さて、今日はつい先日の、SunによるMySQL買収に関する話を。SunがLAMPのMを$1billionで、ということですが、このM&Aは幾つかの重要な意味をもっているように思います。
一つ目は、Sunのこれからの方向性としてのもの。過去何年かにわたって混迷を続けてきたSunですが、この買収によってオープンソースソフトウェアの一大支持者、クラウドコンピューティングの覇者としての脱皮を図るつもりのようです。これはある意味ブランディングでもあり、MySQLから得られる収入と新たな顧客群、或いはDB進出も重要ですが、それ以上に、周りから再度「クール」だと思われることの意義は大きいです。
実際、SunはこのところWeb2.0系のネットベンチャーにもかなりアプローチしていて、私が参加しているSF Tech Meetupでも数ヶ月前からイベントスポンサーになり、ベンチャー支援プログラム(Sun Startup Essentials program)の宣伝や無料プレゼントをしたり、と地道にアピールしています。Solarisをプッシュするのかとか、PostgreSQLはどうなるんだ、とかの疑問もありますが、Jonathan Schwartz下のSunは、どうやらアイデンティティを再構築していけるかもしれないという気配がしています。

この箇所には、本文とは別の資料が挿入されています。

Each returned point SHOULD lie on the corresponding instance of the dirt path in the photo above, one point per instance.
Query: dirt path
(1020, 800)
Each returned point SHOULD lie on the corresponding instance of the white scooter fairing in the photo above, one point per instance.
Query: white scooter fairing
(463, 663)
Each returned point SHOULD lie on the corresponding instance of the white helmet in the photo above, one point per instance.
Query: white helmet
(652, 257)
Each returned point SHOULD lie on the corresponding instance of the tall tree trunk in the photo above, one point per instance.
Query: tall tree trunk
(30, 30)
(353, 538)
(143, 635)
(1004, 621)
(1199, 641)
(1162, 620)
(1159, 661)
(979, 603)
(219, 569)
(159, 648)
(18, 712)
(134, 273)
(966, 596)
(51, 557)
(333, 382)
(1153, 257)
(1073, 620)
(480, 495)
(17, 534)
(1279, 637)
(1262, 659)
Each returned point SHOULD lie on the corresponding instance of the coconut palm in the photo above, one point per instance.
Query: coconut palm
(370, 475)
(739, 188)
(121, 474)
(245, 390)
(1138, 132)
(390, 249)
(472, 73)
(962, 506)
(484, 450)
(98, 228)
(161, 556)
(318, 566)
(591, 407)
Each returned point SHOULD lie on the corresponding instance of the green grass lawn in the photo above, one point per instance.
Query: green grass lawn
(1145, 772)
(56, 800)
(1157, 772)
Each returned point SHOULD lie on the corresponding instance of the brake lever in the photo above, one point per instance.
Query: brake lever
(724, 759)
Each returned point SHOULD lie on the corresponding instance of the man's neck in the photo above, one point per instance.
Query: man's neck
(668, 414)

そして二つ目は、やはりオープンソースが確実に市民権を得てきているということ。これは凄いことですね。今後も更に商業的なオープンソースは増え、エンタープライズ仕様、更にミッションクリティカルなシステムにも取り入れられてくると思われます。そうなるとこれから益々ありそうなのが、、、
そう、三つ目、オープンソース企業間、或いは大きなIT企業によるオープンソース企業のM&Aの増加です。451グループによると、オープンソースがらみのM&Aは2003年には6件、2004年には3件、2005年には15件、2006年には22件あり、そして2007年には後半にぐんぐん伸びて30件に達しました。そしてこのMySQLですから、かなり旬な感じです。MySQLはIPOを予定して準備していましたし、他のオープンソース数社も今年のIPO候補として挙がっているのですが、今回の件で波はM&Aに向かっているように思われます。

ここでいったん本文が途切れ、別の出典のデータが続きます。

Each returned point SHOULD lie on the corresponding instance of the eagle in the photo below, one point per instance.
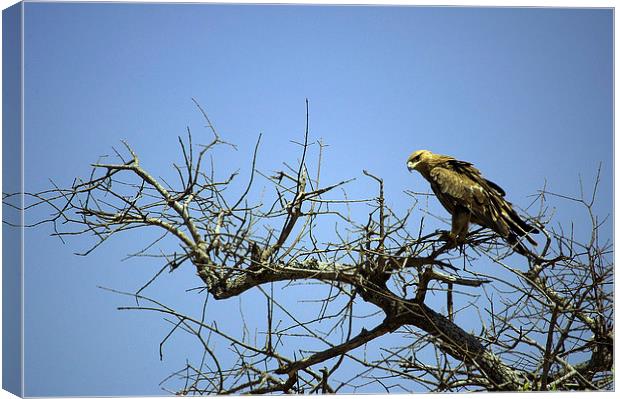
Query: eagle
(470, 198)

但し、コマーシャルオープンソースは新しい概念ですから、従来のM&Aとは異なる要素が多くあります。通常のM&Aでは支配権ということが大きなポイントですが、オープンソースの場合はコアの技術がパブリックですから、何をモチベーションにどれだけの対価を払うかというのは中々難問です。そして買収する会社が買収後にそのオープン性をどのように取り扱っていくのかというのも、権利や、営利、モラルの観点からも一筋縄ではいきません。また、数多くおこっているようにオープンソース企業同士のM&A(コンソリデーション)ならば分かりやすいのですが、一般のIT企業が買収する場合にはカルチャーギャップの問題も大きいはずです。最悪の場合、買収した矢先に殆どの社員が「そんな邪悪なのはイヤだ」と離職してしまう可能性もあります。この辺りは今後も暫らく手探りが続くのだと思われます。

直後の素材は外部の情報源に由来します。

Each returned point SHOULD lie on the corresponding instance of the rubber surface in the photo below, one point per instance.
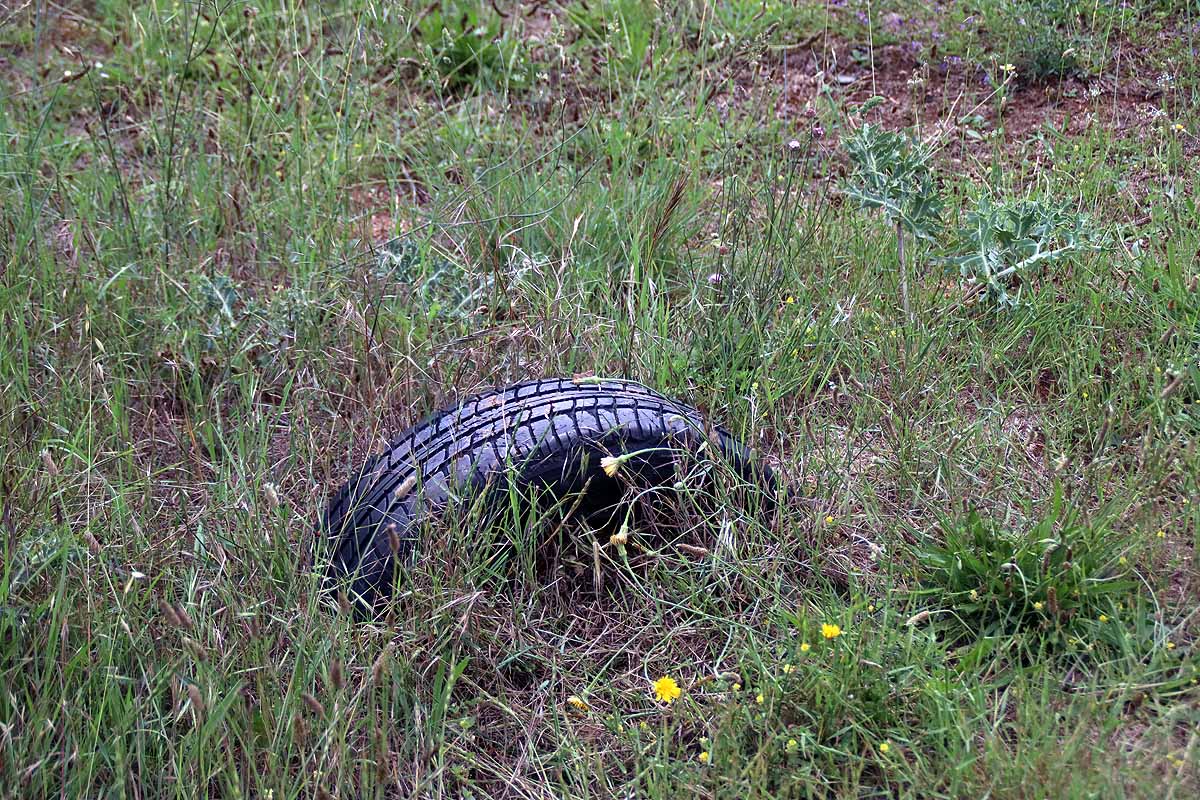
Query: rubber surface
(551, 433)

さて、上記で対価に触れましたが、ちょっとバリュエーションについて見てみたいと思います。MySQLの過去12ヶ月の売上げは一説には$50M弱程。買収額が$1billionですから、20倍ですね。データベースという観点から比較し得るものが近頃ないので、他のオープンソースを見てみます。 RedHatによるJBossの買収では過去12ヶ月の売上げ倍率は13倍。CitrixによるXenSourceの買収ではなんと500倍、Yahoo によるZimbraの買収ではこれまた大きく117倍….。
総じて一般のIT企業よりは高めのようですが、差はかなりありますね。ベンチャー企業のバリュエーションは定石が当てはまらず、結局はM& Aプロセスにおける仮想市場の原理が現実だと私は常々思っていますが、オープンソースの場合は先程述べたような手探り状態のため余計にばらつきがあるように感じます。
とまあ、色々あるわけですが、このオープンソース分野、私は興味津々です。M&Aに関しても今後可能性、実現性をより深く検討したいと思っていて今ちょっと勉強中です。メジャーになりつつあるもの、かなり将来性のあるオープンソースプロジェクトや企業、またオープンソースに関して良い資料などありましたら、ぜひ教えて下さい。
では今日はこの辺で。皆様、良い週末を。